This is the mail archive of the
guile@sourceware.cygnus.com
mailing list for the Guile project.
Re: hash?
- To: Greg Harvey <Greg dot Harvey at thezone dot net>
- Subject: Re: hash?
- From: Lars Arvestad <arve at nada dot kth dot se>
- Date: 03 Jan 2000 09:59:03 +0100
- Cc: Miroslav Silovic <silovic at zesoi dot fer dot hr>, hanwen at cs dot uu dot nl, guile at sourceware dot cygnus dot com
- References: <14435.21234.279317.759162@dokkum.cs.uu.nl> <m3ogbggwev.fsf@behemoth.dethfart.org> <7eg0wrt3qe.fsf@zesoi.fer.hr> <yueu2l4zpwp.fsf@turing.nada.kth.se> <m31z84mn7a.fsf@behemoth.dethfart.org>
I said:
>> Regarding the code, isn't it possible to simply cast a block of four
>> characters as a long?

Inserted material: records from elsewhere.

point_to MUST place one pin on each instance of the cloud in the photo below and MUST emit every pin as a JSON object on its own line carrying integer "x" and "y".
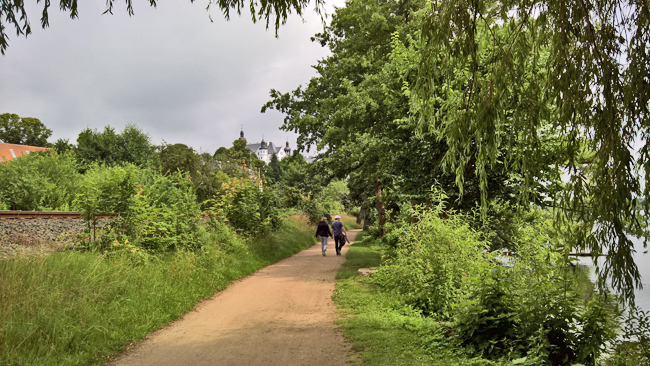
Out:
{"x": 169, "y": 70}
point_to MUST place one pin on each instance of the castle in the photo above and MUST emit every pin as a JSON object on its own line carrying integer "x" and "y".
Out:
{"x": 264, "y": 150}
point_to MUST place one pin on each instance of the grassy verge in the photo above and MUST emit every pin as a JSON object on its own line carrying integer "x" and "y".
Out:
{"x": 76, "y": 308}
{"x": 383, "y": 330}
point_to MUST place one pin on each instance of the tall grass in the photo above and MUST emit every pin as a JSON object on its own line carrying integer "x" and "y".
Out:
{"x": 77, "y": 308}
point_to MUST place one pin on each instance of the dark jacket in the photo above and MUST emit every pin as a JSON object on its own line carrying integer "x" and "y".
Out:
{"x": 323, "y": 229}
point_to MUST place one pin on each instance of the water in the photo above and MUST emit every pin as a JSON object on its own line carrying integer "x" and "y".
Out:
{"x": 643, "y": 262}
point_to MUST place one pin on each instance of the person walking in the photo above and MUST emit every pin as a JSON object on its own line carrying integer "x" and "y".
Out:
{"x": 323, "y": 231}
{"x": 339, "y": 234}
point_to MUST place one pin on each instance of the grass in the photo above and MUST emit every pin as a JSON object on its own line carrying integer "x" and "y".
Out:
{"x": 78, "y": 308}
{"x": 383, "y": 330}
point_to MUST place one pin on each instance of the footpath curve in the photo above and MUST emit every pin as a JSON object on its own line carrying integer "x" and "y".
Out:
{"x": 282, "y": 314}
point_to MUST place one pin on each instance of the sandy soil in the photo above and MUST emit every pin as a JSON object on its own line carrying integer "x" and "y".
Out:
{"x": 281, "y": 315}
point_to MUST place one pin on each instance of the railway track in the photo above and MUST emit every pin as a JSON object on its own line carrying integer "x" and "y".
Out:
{"x": 44, "y": 215}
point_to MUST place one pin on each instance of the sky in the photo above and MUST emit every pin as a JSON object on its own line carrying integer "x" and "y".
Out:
{"x": 169, "y": 70}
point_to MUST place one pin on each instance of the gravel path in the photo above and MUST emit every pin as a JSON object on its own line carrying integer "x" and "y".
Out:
{"x": 281, "y": 315}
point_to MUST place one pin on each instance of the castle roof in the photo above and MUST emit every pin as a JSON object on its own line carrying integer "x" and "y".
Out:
{"x": 269, "y": 145}
{"x": 12, "y": 151}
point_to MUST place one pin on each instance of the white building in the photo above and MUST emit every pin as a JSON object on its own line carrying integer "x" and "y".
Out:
{"x": 264, "y": 150}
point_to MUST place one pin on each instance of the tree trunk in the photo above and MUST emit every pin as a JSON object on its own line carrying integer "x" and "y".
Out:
{"x": 364, "y": 212}
{"x": 381, "y": 212}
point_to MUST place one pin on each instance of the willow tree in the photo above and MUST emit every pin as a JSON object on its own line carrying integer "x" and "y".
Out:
{"x": 13, "y": 12}
{"x": 581, "y": 67}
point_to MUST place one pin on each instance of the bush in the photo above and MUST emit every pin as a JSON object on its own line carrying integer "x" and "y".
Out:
{"x": 42, "y": 181}
{"x": 153, "y": 212}
{"x": 533, "y": 305}
{"x": 249, "y": 206}
{"x": 431, "y": 259}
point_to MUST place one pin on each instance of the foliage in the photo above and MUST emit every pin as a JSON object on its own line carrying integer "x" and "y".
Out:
{"x": 63, "y": 146}
{"x": 498, "y": 75}
{"x": 131, "y": 146}
{"x": 15, "y": 13}
{"x": 358, "y": 115}
{"x": 248, "y": 205}
{"x": 78, "y": 308}
{"x": 178, "y": 157}
{"x": 39, "y": 181}
{"x": 384, "y": 330}
{"x": 275, "y": 169}
{"x": 232, "y": 159}
{"x": 633, "y": 346}
{"x": 430, "y": 261}
{"x": 153, "y": 212}
{"x": 208, "y": 180}
{"x": 23, "y": 130}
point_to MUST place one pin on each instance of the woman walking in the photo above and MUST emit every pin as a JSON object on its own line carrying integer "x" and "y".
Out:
{"x": 323, "y": 231}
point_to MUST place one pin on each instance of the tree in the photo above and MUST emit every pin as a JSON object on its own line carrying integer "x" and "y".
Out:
{"x": 357, "y": 115}
{"x": 23, "y": 131}
{"x": 179, "y": 157}
{"x": 62, "y": 146}
{"x": 505, "y": 69}
{"x": 14, "y": 12}
{"x": 132, "y": 145}
{"x": 231, "y": 160}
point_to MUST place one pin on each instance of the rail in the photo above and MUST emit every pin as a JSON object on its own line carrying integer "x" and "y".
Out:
{"x": 44, "y": 215}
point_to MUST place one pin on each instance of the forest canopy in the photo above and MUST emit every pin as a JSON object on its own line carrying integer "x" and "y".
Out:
{"x": 539, "y": 103}
{"x": 13, "y": 13}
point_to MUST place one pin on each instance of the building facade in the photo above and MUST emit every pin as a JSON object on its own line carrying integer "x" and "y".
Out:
{"x": 265, "y": 149}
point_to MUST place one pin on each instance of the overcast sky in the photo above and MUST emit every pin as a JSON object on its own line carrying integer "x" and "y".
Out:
{"x": 168, "y": 70}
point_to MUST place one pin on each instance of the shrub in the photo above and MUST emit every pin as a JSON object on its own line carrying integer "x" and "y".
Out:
{"x": 249, "y": 205}
{"x": 431, "y": 259}
{"x": 537, "y": 307}
{"x": 153, "y": 212}
{"x": 39, "y": 181}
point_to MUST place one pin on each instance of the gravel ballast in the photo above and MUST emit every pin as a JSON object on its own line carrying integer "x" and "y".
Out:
{"x": 37, "y": 237}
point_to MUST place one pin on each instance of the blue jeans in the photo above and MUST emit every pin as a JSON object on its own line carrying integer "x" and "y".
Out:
{"x": 323, "y": 243}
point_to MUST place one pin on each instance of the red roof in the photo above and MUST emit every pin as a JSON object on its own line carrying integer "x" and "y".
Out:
{"x": 11, "y": 151}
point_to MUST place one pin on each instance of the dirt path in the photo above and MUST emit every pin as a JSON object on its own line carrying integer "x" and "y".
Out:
{"x": 281, "y": 315}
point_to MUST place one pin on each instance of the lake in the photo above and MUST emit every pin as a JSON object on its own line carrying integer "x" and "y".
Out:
{"x": 643, "y": 262}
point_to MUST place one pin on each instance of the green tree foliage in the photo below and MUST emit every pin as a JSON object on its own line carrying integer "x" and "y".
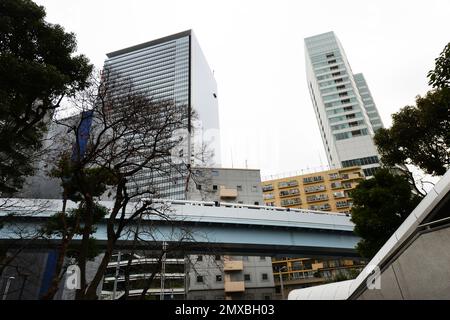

I realize that there can be word alignment
>> problems, but given a string pointer, that should not be an
>> issue. This way, four bytes/characters could be processed in one
>> read.
And Greg responded:
GH> Yep, but the ease of getting the characters probably isn't as much the
GH> reason that it only uses a small number of characters than the desire
GH> to keep the total number of other operations down.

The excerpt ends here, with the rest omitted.